Held from November 24 to 26, 2025, the meeting was widely described as one of the most consequential engagements on Nigeria’s development financing in recent years, with stakeholders resolving to convert the INFF from a policy blueprint into a results-oriented instrument capable of driving investments for national priorities and the Sustainable Development Goals (SDGs).
The retreat, themed “Deepening the Implementation of Nigeria’s Integrated National Financing Framework (INFF): Lessons, Opportunities and Next Steps,” focused on addressing Nigeria’s persistent development financing gaps and recommending practical solutions to strengthen domestic revenues, attract private capital, and improve coordination across all tiers of government.
Participants agreed that Nigeria cannot rely solely on public resources to meet its rapidly expanding development needs, stressing that the INFF must serve as the unifying vehicle for aligning public, private, domestic, and external financing into a coherent national strategy.
According to a statement by Desmond Utomwen, Special Assistant on Media, Publicity and Strategic Communications in OSSAP-SDGs, one of the strongest outcomes of the meeting was the call for deeper sub-national integration.
While most development challenges lie at the state level, financing strategies remain largely federal-driven. Stakeholders therefore resolved that the INFF must adopt tailored, state-specific approaches, support investment readiness, enhance project preparation, and improve the strategic use of FAAC allocations.
To this end, participants unanimously recommended the establishment of a National Project Preparation Facility to help states and Ministries, Departments, and Agencies (MDAs) convert ideas into bankable projects capable of attracting investors—ensuring that viable initiatives do not collapse due to structural weaknesses.
The retreat also highlighted the need for stronger political commitment. Stakeholders said the National Steering Committee of the INFF must assume a more visible role in driving reforms in tax policy, investment alignment, and public finance restructuring.
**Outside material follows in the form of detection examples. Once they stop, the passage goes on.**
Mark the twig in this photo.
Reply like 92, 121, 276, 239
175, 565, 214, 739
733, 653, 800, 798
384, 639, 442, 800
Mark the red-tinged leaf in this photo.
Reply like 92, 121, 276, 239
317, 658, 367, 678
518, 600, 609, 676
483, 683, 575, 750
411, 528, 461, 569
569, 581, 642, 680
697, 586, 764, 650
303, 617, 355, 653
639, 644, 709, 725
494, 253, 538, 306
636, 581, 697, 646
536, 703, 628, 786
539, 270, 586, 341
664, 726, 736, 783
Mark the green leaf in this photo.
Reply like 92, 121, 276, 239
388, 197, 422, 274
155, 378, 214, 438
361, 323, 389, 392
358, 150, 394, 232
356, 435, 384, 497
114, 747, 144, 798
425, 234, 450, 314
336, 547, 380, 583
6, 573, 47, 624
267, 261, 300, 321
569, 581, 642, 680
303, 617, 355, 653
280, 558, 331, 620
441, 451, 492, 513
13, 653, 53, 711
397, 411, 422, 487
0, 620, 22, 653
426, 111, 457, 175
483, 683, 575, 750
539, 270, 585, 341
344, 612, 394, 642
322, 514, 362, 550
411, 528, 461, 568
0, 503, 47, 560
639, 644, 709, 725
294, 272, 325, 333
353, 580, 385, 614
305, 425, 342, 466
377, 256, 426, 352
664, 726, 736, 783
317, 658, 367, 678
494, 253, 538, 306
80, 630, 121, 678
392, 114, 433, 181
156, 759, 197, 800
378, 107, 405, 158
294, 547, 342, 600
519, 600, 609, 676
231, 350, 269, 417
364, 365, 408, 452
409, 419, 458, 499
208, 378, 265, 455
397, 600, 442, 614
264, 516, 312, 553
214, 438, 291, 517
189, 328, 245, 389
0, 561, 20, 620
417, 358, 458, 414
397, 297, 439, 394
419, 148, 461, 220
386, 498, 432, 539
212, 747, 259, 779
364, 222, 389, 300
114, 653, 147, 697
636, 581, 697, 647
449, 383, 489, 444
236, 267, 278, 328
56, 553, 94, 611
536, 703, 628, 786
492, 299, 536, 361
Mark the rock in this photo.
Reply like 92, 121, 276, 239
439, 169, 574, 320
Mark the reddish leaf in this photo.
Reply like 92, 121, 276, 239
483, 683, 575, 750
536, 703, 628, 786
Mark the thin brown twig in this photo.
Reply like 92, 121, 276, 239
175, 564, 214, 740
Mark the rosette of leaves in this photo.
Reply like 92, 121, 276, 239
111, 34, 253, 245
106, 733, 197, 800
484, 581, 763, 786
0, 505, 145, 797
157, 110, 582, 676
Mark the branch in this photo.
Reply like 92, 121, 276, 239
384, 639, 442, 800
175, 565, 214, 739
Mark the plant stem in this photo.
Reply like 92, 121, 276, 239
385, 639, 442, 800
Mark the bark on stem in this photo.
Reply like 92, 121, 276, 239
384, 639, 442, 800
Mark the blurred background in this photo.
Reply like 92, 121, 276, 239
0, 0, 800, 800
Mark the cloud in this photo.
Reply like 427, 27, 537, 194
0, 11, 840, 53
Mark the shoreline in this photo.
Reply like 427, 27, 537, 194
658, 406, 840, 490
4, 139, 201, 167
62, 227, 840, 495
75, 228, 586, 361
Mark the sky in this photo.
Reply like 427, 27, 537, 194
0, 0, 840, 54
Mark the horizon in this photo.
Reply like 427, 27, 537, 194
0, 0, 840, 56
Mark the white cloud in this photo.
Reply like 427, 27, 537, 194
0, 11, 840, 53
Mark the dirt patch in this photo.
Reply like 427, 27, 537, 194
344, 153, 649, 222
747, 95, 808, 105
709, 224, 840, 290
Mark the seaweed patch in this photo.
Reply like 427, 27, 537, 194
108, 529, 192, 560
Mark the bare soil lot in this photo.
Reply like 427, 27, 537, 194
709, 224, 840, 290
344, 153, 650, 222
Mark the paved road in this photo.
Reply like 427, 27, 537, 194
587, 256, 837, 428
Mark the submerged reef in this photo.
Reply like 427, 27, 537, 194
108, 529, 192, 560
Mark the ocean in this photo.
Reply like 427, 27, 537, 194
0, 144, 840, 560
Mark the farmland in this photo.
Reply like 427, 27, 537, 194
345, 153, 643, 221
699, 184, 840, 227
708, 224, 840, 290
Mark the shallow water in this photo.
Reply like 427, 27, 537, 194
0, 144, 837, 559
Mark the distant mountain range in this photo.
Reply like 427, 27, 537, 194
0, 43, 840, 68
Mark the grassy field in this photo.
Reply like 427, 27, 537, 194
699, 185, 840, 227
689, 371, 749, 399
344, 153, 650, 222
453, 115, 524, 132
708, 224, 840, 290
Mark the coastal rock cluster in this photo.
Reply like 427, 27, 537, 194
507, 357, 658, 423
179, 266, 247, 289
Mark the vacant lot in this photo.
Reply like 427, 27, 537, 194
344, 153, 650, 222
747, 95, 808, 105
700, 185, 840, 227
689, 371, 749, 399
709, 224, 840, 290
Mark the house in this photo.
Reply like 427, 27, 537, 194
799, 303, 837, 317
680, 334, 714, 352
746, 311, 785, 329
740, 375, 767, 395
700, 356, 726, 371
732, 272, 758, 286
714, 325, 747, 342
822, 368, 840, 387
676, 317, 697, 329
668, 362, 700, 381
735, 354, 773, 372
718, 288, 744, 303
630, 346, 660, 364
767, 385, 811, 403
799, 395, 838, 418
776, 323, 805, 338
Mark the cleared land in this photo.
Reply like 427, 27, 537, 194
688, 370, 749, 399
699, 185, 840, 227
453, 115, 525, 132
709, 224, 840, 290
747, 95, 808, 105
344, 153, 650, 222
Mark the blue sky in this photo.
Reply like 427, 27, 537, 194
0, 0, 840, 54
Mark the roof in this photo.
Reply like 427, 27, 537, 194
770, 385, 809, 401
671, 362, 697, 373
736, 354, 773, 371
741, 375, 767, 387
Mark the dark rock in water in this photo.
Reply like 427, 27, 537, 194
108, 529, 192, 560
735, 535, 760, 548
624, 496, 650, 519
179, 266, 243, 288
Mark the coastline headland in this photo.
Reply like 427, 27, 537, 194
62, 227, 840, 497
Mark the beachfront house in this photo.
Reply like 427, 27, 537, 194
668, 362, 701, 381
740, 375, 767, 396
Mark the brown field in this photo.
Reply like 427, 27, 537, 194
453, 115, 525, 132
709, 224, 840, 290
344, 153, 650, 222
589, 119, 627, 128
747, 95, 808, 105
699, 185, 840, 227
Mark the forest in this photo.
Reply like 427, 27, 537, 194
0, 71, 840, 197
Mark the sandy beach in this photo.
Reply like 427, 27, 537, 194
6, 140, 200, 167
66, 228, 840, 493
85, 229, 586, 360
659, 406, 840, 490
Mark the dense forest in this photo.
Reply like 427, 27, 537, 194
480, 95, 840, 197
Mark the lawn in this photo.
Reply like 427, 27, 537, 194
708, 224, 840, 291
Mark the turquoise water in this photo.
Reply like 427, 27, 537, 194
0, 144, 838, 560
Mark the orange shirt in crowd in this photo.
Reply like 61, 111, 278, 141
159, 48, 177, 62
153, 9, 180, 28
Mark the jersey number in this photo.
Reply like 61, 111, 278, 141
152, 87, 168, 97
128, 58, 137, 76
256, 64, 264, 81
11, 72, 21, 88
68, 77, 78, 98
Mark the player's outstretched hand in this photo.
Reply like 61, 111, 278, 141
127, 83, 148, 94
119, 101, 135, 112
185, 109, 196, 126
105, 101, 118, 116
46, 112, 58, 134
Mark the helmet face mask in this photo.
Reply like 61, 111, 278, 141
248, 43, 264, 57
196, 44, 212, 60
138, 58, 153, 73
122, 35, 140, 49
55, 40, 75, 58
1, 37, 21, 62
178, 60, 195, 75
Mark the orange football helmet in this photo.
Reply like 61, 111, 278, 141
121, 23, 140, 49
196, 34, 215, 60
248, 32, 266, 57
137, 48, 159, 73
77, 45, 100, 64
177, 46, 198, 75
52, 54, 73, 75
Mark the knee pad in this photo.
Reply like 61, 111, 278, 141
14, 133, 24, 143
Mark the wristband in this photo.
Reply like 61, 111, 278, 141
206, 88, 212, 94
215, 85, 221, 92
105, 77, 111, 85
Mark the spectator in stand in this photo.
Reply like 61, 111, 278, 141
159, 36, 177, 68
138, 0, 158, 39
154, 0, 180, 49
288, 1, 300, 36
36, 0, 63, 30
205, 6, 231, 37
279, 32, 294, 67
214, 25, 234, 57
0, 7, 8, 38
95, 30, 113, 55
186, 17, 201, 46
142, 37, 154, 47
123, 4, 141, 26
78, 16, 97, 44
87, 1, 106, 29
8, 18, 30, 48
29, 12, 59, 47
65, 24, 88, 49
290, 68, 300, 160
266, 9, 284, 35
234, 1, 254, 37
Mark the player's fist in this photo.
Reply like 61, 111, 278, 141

Development partners, including the European Union, observed that investor concerns persist regarding the tangible impact of the INFF and urged the government to demonstrate stronger ownership through co-financing arrangements.
The meeting, co-chaired by OSSAP-SDGs, the UNDP, and the Ministry of Budget and Economic Planning, reaffirmed the urgency of scaling up innovative financing instruments such as blended finance, green bonds, impact investment, and Public–Private Partnerships (PPPs).
Delegates also underscored the importance of transparency, improved procurement systems, digital tax administration, and strengthened monitoring and evaluation as essential steps to expanding fiscal space.
Representing the European Union, Mr. Reuben Alba-Aguilera stressed that Nigeria cannot depend solely on public revenues to close its widening development gaps.
“While public finance remains fundamental, it cannot on its own bridge Nigeria’s widening financing gaps,” he said, noting that blended finance tools and private sector mobilisation were now indispensable.
He reaffirmed the EU’s support for governance reforms, climate action, and public finance restructuring, describing the INFF as a critical platform for aligning finance with national priorities.